1971 patients (1284 metformin users and 687 non-users; mean age 76.2±7.8 years) were studied. Over a mean follow-up of 4.1±3.2 years, metformin users had significantly lower risks of PCa-related mortality (weighted hazard ratio (wHR) 0.49 [95% confidence interval 0.39-0.61], p<0.001) and all-cause mortality (wHR 0.53 [0.46-0.61], p<0.001), independent of diabetic control or status of chronic kidney disease. Such associations appeared stronger in patients without androgen receptor antagonist or chemotherapy use (Table). Table: 1416P

Weighted comparisons of outcomes by metformin usage with subgroups for androgen receptor antagonist or chemotherapy usage. Weighted hazard ratios (wHR) [95% confidence interval (CI)] were referenced against metformin non-users

All patients Never received androgen receptor antagonist or chemotherapy (N=1096) Received androgen receptor antagonist or chemotherapy (N=875) p value for interaction
wHR [95% CI] p value wHR [95% CI] p value wHR [95% CI] p value
Prostate cancer-related mortality 0.49 [0.39, 0.61] <0.001 0.38 [0.27, 0.52] <0.001 0.59 [0.43, 0.81] 0.001 0.017
All-cause mortality 0.53 [0.46, 0.61] <0.001 0.48 [0.40, 0.57] <0.001 0.60 [0.48, 0.75] <0.001 0.048

Conclusions

Metformin use concurrent with ADT was associated with lower risks of mortality in Asian, diabetic patients with PCa. Its role as adjuvant therapy for PCa warrants further study.

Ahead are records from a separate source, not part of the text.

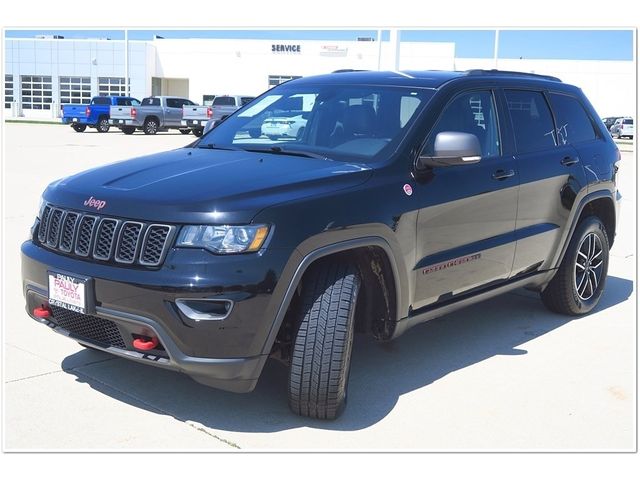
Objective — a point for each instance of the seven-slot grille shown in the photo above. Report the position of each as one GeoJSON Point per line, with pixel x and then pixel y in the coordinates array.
{"type": "Point", "coordinates": [104, 238]}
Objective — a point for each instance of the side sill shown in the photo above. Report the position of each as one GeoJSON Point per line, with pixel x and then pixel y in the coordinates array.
{"type": "Point", "coordinates": [438, 310]}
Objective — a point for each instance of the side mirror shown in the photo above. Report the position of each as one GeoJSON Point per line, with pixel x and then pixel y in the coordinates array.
{"type": "Point", "coordinates": [211, 124]}
{"type": "Point", "coordinates": [452, 148]}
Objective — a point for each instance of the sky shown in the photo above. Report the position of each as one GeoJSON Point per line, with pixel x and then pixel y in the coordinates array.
{"type": "Point", "coordinates": [544, 44]}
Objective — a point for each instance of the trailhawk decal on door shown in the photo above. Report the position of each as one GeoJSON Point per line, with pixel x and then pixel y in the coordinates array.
{"type": "Point", "coordinates": [450, 263]}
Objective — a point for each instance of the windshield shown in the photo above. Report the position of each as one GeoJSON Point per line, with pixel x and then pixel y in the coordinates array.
{"type": "Point", "coordinates": [341, 122]}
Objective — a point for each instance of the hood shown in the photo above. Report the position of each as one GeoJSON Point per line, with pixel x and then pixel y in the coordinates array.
{"type": "Point", "coordinates": [192, 185]}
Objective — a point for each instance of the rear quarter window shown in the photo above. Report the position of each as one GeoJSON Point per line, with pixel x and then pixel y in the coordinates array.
{"type": "Point", "coordinates": [531, 120]}
{"type": "Point", "coordinates": [574, 123]}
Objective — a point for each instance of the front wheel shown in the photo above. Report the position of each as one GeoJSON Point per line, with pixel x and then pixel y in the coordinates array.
{"type": "Point", "coordinates": [578, 284]}
{"type": "Point", "coordinates": [103, 125]}
{"type": "Point", "coordinates": [319, 371]}
{"type": "Point", "coordinates": [150, 126]}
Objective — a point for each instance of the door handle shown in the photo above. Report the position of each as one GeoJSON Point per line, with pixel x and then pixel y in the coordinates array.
{"type": "Point", "coordinates": [568, 161]}
{"type": "Point", "coordinates": [502, 174]}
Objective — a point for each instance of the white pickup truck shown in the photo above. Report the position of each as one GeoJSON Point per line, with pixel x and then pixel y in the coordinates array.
{"type": "Point", "coordinates": [195, 117]}
{"type": "Point", "coordinates": [155, 114]}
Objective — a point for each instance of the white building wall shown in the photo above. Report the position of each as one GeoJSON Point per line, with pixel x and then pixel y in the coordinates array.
{"type": "Point", "coordinates": [218, 66]}
{"type": "Point", "coordinates": [609, 85]}
{"type": "Point", "coordinates": [242, 67]}
{"type": "Point", "coordinates": [82, 58]}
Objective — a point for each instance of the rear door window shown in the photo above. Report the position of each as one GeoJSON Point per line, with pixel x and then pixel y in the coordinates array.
{"type": "Point", "coordinates": [531, 118]}
{"type": "Point", "coordinates": [101, 101]}
{"type": "Point", "coordinates": [574, 124]}
{"type": "Point", "coordinates": [224, 101]}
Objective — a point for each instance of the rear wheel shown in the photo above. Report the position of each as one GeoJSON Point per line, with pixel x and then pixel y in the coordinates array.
{"type": "Point", "coordinates": [578, 284]}
{"type": "Point", "coordinates": [150, 126]}
{"type": "Point", "coordinates": [319, 371]}
{"type": "Point", "coordinates": [103, 125]}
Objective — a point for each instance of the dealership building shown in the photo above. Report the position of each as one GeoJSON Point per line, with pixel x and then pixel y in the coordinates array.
{"type": "Point", "coordinates": [40, 74]}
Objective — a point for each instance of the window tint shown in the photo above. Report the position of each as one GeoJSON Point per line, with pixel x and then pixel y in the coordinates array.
{"type": "Point", "coordinates": [174, 103]}
{"type": "Point", "coordinates": [531, 120]}
{"type": "Point", "coordinates": [574, 124]}
{"type": "Point", "coordinates": [469, 113]}
{"type": "Point", "coordinates": [341, 122]}
{"type": "Point", "coordinates": [101, 101]}
{"type": "Point", "coordinates": [226, 101]}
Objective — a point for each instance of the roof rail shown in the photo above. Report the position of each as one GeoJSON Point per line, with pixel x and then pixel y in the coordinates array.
{"type": "Point", "coordinates": [507, 72]}
{"type": "Point", "coordinates": [346, 70]}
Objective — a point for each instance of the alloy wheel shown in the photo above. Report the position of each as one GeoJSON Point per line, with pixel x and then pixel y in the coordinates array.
{"type": "Point", "coordinates": [588, 267]}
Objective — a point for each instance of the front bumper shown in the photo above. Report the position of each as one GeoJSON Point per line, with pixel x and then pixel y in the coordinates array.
{"type": "Point", "coordinates": [227, 354]}
{"type": "Point", "coordinates": [194, 123]}
{"type": "Point", "coordinates": [123, 123]}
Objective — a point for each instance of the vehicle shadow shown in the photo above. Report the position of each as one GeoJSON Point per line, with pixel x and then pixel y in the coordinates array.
{"type": "Point", "coordinates": [380, 373]}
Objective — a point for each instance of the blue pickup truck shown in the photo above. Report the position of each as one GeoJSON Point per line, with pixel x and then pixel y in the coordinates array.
{"type": "Point", "coordinates": [94, 115]}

Clinical trial identification

Editorial acknowledgement

Legal entity responsible for the study

The authors.

Funding

Has not received any funding.

Disclosure

E.C. Dee: Financial Interests, Institutional, Funding, NIH/NCI Support Grant P30 CA008748: National Institute of Health (NIH)/National Cancer Institute (NCI). All other authors have declared no conflicts of interest.